Лютовали шашки, и кони носились без седоков, и Половцы не узнавали друг друга, а с неба палило солнце, и гиканье бойцов напоминало ярмарочный гул, и пыль вставала, как над стадом; но вот все рассеялись по степи, и Оверко победил. Черный шлык бился у него по плечам. “Рубай, братва, белую кость!”
Пыль оседала. Кто из отряда Андрия сбежал. Кто простирал руки, и ему рубили руки, подымал к небу покрытое пылью и потом лицо, и ему рубили шашкой лицо, валился на землю и грыз землю, захлебываясь в предсмертной тоске, и его рубили по чему попало и топтали конем.
Отряды сшиблись в открытой степи под Компаниевкой. И лазоревыми башнями стояло вокруг небо. Был август тысяча девятьсот девятнадцатого года. Отрядом Добровольческой армии генерала Антона Деникина командовал Половец Андрий. Ватагу конных казаков “головного” атамана Симона Петлюры вел Половец Оверко. Степные пираты сцепились бортами, и кружил их удушливый степной шторм. Стоял август неслыханного тембра.
“Сюда веди!” И подводили статных степняков, и летели с них головы, точно арбузы (а под ногами — баштан, и лошади останавливались около арбузов), кто очумело кричал надрывным, неслышным, как во сне, голосом, кто валился, как подрубленный вяз, начисто сдирая кору и роняя листья. “Ищи, куме, броду!”
Взвизгивали клинки, хрустели кости, и вот к Оверку подвели Андрия.
— Ахвицер?
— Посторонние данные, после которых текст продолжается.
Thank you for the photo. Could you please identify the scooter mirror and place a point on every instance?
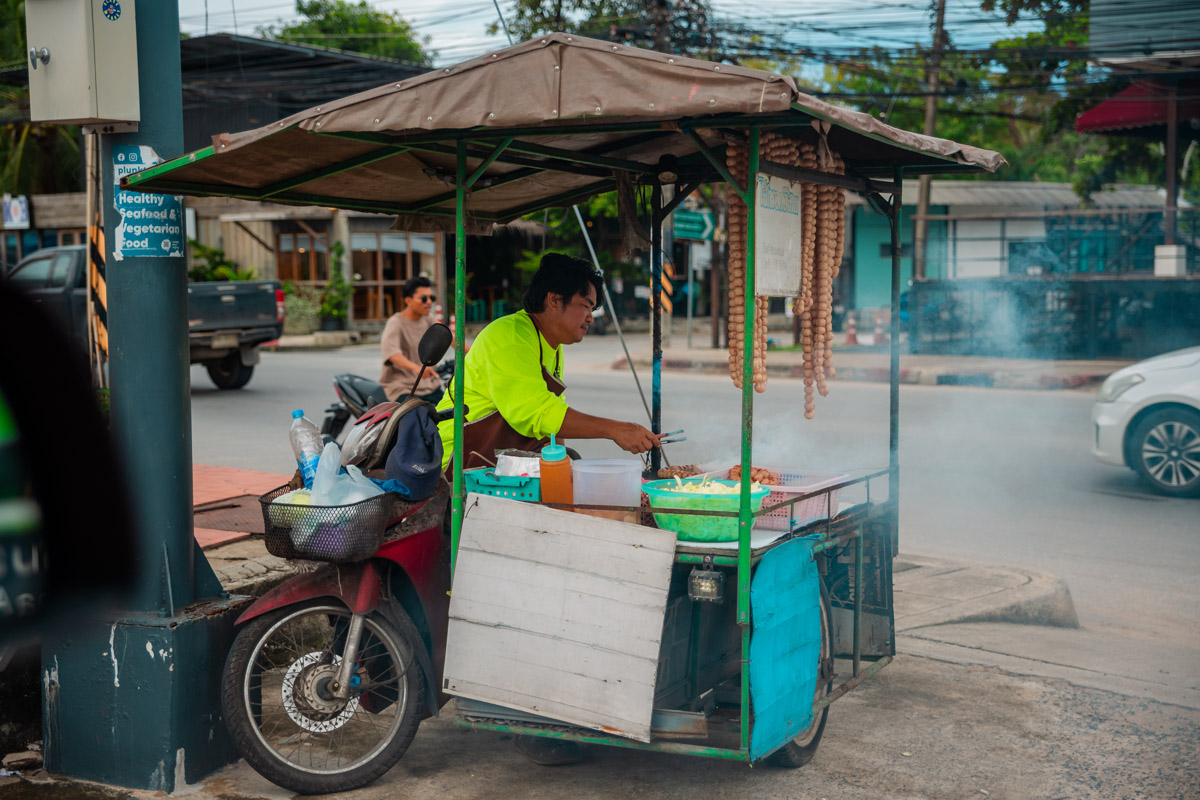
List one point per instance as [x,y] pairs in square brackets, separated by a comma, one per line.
[435,343]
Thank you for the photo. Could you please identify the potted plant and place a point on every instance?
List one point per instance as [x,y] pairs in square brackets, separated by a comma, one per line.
[335,300]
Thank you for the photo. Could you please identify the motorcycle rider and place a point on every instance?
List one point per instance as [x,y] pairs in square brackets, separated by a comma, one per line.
[401,335]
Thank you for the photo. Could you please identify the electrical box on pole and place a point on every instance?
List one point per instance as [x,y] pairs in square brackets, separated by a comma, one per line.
[83,61]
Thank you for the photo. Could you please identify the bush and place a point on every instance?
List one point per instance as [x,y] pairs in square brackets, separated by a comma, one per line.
[303,308]
[216,265]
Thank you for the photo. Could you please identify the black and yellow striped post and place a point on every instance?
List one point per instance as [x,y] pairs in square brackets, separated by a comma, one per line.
[665,289]
[97,300]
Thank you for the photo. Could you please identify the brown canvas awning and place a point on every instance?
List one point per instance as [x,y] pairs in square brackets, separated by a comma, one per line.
[545,122]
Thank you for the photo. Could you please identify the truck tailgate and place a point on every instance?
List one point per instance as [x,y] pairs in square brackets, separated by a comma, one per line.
[229,306]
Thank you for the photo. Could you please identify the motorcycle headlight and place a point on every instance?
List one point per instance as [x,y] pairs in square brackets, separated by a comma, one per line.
[1116,386]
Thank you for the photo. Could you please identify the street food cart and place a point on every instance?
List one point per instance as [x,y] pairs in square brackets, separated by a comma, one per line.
[744,672]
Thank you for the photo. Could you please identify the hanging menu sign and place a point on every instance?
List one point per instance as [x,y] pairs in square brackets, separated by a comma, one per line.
[778,236]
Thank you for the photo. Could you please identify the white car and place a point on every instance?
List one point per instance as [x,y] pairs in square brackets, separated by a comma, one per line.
[1147,417]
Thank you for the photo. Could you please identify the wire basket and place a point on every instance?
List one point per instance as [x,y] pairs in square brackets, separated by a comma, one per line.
[337,534]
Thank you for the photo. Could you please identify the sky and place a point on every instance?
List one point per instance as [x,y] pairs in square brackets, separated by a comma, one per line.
[457,28]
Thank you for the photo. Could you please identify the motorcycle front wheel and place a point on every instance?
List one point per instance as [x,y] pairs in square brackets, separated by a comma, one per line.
[286,721]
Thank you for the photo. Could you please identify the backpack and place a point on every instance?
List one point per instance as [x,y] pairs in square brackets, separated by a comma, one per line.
[401,439]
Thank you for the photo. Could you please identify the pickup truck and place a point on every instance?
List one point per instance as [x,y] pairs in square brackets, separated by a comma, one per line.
[226,322]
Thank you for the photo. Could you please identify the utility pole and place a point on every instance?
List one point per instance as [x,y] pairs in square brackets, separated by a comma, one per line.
[131,695]
[931,84]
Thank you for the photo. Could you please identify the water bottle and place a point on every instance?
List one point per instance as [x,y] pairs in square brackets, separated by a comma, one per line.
[306,445]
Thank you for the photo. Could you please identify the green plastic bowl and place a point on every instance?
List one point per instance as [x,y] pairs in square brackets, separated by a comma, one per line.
[696,528]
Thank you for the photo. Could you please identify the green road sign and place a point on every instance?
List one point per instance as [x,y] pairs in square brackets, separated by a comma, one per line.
[694,224]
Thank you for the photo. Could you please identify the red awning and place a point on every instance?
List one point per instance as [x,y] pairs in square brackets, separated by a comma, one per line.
[1138,106]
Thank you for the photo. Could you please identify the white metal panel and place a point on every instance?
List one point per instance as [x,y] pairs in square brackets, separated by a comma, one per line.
[117,62]
[64,88]
[558,614]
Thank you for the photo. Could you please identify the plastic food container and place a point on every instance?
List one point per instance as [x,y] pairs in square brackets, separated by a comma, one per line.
[790,483]
[486,481]
[607,481]
[695,528]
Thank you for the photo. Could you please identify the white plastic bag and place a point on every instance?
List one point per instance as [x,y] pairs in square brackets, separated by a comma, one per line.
[331,487]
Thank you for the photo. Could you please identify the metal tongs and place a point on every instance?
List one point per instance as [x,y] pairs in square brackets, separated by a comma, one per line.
[665,439]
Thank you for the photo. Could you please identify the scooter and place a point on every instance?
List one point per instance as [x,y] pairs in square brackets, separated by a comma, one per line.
[333,671]
[355,395]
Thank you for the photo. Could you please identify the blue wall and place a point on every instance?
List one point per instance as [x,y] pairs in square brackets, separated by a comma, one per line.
[873,265]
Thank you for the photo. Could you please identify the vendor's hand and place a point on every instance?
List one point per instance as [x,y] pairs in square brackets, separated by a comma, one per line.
[634,438]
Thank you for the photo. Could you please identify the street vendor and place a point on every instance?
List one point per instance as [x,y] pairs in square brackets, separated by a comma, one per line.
[514,373]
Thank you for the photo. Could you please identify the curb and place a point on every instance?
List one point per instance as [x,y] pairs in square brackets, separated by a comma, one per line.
[257,576]
[922,377]
[1005,595]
Тю-тю! Да это ты, брат!
Андрий поднял голову и заложил раненую руку за френч, окровенив одежду.
— Да, Мазепа проклятый, я!
— Ну, что? Помогли тебе твои генералы?
И без того высокий Андрий казался еще выше, Оверко играл черным шлыком, словно девушка косой; братья были рослые, широкоплечие, сероглазые, с хищными, точно клювы, носами.
— А жить тебе хочется? — спросил Оверко. — У нашей Дофиновки море играет, старик отец Мусий Половец в бинокль поглядывает, не пошла ли скумбрия, помнишь, ты и бинокль с турецкого фронта привез?
Андрий расстегнул на груди френч и высоко поднял раненую руку, будто в муке звал на помощь: он останавливал кровь из раненой руки.
— Ну и цирк! — крикнули Оверковы хлопцы, где-то близко, кружась на месте, заржал от боли конь, зной и удушье налегли на степь, а на горизонте высились лазоревые башни полуденного неба.
— Петлюровская падаль, — начал Андрий, — мать Россию галичанам продаешь! Мы их в Карпатах били насмерть, мы не хотим австрийского ярма.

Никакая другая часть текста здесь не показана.